LFD Book Forum Multiple validation sets
 User Name Remember Me? Password
 Register FAQ Calendar Mark Forums Read

 Thread Tools Display Modes
#1
07-01-2016, 02:01 PM
 kartikeya_t@yahoo.com Member Join Date: Jul 2012 Posts: 17
Multiple validation sets

Hello everybody,

I was listening to Prof. Mostafa’s lecture on validation, and at one point he mentioned that we can have more than one validation set (if our data permits) to make multiple choices on different models and/or parameters. That got me thinking about how one may go about doing that.

Say we have just enough data to carve out a training set and two validation sets. We have two decisions to make, one is which order of polynomial to fit the data with (2nd order, 3rd order, or 5th order), and the other is what value of the regularization parameter to use (lambda equals 0.01, 0.1, 1 or 2). What is the best way of doing this? I can think of the following ways, and would appreciate any feedback on which approach, if any, might be the best.

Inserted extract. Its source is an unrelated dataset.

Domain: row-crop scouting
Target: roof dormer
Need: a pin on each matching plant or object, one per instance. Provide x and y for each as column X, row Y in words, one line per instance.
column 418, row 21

1. We have a total of 12 combinations of choices. So we work out the 12 candidate hypotheses on the training set, and combine the 2 validation sets into one set to choose the best hypothesis with. This may “contaminate” the validation set a bit more than we want, as the number of hypotheses is not small. We then combine the training and the validation set to produce the final hypothesis with the best polynomial order and the best lambda.

2. We use the training data to first produce 3 hypotheses based on polynomial order, with a fixed value of lambda chosen from among its four possible values. We decide the best polynomial order using the first validation set. Then we use the training set again with the just decided polynomial order to produce 4 hypotheses based on the values of lambda. We use the second validation set to decide the best value of lambda. Finally, we combine all the data to come up with the best hypothesis with the chosen polynomial order and the chose lambda value.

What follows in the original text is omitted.